Questo per la vicenda contemporanea, ma il libro comincia presentando quella di Ann, del XIX secolo e qualcosa, per un verso autentica e per altri molto romanzata da Ebershoff, che la fa precedere da un saggio introduttivo di Harriet Elizabeth Beecher Stowe. È l’autrice de “La capanna dello zio Tom”, si ricorderà e qui affronta la poligamia mormone come una vera forma di schiavitù, alla pari di quella dei neri, per la quale si è battuta. Per il resto, si segue la campagna che dal 1874 porta Eliza a girare l’America per smascherare il marito Brigham Young – perfino la madre di Ann era moglie del pluriconiugato - una vera crociata per porre fine negli Stati Uniti alla pratica dei matrimoni plurimi nelle sette, sostiene David.
Su questa stessa linea si muove l’associazione di volontari che aiuta Jordan ad affrontare la setta fondamentalista, il cui Profeta aveva condannato il ragazzo all’esilio, senza che BeckyLyn facesse nulla per opporsi.

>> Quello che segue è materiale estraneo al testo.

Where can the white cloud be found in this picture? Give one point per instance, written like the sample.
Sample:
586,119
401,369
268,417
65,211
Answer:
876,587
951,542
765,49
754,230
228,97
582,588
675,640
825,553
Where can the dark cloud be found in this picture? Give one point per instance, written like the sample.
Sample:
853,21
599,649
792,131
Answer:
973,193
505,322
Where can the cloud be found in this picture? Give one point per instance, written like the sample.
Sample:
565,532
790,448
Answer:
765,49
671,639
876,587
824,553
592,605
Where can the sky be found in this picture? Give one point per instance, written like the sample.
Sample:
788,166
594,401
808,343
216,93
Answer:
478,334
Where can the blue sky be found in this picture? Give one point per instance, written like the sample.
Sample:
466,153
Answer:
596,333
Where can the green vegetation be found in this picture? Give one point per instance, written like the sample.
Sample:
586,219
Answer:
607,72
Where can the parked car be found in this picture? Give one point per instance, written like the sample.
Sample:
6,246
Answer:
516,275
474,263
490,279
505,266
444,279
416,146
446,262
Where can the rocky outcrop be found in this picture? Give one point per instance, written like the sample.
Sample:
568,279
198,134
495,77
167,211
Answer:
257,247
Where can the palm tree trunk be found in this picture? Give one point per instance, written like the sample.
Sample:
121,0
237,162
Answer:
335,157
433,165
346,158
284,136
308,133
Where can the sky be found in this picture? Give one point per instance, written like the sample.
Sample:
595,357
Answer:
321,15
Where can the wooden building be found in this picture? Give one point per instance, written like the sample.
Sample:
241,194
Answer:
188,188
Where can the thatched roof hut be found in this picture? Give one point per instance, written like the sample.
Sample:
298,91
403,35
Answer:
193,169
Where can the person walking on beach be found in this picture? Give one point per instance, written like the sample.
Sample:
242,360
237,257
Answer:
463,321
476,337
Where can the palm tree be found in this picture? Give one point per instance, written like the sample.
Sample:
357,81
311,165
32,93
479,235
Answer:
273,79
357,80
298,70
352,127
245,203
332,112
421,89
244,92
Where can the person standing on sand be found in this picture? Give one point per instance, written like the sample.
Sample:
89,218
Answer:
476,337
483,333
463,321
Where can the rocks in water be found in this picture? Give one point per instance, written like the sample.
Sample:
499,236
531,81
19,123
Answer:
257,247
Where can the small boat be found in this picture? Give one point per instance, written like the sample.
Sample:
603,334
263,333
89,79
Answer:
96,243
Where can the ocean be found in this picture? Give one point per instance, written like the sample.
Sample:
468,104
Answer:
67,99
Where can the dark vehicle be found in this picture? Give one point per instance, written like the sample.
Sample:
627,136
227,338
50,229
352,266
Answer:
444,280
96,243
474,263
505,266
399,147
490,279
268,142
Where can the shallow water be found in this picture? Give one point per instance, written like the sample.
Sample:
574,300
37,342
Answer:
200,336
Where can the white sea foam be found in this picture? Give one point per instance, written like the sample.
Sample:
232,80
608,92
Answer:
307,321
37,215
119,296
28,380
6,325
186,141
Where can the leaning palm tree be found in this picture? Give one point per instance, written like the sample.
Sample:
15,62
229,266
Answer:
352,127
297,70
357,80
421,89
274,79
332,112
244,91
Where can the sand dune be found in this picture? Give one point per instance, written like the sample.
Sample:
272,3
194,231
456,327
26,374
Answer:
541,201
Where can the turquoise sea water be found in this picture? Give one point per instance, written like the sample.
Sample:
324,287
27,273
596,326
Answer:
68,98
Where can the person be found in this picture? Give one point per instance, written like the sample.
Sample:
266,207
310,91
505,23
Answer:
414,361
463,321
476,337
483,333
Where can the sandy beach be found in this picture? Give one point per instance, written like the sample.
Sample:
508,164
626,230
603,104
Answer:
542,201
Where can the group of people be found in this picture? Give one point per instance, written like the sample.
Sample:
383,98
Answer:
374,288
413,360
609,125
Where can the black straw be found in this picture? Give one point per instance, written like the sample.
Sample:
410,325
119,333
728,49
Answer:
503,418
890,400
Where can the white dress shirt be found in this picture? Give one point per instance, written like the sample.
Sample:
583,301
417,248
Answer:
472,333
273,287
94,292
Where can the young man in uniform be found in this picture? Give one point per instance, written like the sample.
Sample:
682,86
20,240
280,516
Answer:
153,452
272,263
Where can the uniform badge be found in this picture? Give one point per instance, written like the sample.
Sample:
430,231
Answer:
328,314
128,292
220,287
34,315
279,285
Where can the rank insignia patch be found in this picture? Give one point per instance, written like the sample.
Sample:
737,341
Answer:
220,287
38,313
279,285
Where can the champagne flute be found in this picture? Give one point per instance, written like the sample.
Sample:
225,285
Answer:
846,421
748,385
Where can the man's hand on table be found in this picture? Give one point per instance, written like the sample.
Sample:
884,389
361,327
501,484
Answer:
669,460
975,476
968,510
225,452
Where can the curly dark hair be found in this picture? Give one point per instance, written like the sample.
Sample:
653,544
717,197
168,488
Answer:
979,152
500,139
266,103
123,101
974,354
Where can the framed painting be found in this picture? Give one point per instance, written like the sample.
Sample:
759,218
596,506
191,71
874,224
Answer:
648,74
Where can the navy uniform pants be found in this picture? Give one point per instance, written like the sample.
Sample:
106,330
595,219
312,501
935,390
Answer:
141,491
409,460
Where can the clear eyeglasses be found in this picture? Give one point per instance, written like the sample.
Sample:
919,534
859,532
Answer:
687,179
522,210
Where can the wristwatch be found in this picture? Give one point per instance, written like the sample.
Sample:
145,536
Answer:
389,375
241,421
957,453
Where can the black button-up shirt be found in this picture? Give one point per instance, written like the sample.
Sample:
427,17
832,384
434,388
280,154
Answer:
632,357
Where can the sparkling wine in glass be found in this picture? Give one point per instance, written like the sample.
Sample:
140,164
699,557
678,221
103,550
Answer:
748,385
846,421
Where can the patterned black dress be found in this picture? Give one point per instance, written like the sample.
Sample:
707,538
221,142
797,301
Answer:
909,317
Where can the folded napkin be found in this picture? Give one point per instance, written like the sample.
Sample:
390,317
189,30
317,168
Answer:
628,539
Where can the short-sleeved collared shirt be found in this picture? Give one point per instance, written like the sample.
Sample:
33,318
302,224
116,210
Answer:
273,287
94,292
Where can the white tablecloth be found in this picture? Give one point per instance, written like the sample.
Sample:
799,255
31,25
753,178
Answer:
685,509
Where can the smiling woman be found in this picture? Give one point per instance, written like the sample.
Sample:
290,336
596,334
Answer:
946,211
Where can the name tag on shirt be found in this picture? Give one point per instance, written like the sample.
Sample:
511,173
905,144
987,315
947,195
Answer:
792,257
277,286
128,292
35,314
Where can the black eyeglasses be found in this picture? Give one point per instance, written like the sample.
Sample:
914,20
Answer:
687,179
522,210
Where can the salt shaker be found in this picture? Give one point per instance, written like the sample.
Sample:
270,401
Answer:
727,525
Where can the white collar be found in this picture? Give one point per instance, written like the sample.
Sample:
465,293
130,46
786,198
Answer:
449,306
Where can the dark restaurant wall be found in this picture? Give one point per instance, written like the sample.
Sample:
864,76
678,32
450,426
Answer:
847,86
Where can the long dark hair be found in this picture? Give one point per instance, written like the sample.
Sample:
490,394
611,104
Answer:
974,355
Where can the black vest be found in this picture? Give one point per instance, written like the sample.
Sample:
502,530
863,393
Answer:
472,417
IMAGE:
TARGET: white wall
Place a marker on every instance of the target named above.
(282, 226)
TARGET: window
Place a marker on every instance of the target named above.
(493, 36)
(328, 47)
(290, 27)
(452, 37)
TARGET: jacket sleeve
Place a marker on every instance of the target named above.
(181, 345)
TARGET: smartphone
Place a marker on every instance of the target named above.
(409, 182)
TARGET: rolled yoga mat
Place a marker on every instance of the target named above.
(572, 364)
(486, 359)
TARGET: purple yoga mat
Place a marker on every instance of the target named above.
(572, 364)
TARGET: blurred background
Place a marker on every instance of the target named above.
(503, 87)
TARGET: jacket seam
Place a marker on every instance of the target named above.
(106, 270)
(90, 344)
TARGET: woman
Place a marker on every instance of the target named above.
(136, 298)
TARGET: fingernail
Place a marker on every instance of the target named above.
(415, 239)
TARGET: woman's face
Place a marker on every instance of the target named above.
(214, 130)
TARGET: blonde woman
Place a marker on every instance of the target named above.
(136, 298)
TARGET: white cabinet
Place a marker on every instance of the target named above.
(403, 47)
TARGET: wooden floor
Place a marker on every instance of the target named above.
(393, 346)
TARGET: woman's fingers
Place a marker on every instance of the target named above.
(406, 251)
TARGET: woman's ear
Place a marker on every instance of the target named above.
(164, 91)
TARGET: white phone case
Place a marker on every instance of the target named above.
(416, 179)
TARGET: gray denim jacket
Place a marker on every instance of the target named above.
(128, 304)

Non è che i mormoni stiano antipatici a Jordan, è lui antipatico a loro. Sta di fatto che, sebbene tutto sia contro di lei, la mamma detenuta gli chiede di aiutarla a dimostrare la verità, perché dice di non avere commesso quel delitto, checchè sostengano le altre mogli. Non sono stata io, aiutami.
Tolgono il respiro la follia, la paranoia, l’alienazione di vivere in una famiglia-setta, dove tutto è stravolto, compresa la vita e la morte (o l’espulsione). Dove i componenti della comunità dipendono dal volere di un Profeta che si dice interprete della volontà dell’Onnipotente. Dove ogni uomo può avere le mogli che gli pare, a condizione di ottenere il permesso della prima a prenderne un’altra. Dove tutto va diviso con tanti e tutto è concepito in modo antiquato, soggetto a regole anacronistiche. È interessante entrare mano a mano nella quotidianità allucinata dei First di Mesadale. È un valore de “La 19a moglie” di David Ebershoff.
La vita tra decine e decine di fratelli e sorelle, ad esempio. Ai più piccoli non ci si affeziona in una famiglia così numerosa - spiega il ragazzo - li si odia perché tolgono spazio; i più grandi li si guarda invece con ammirazione, perché potrebbero sempre concederti un po’ di attenzione.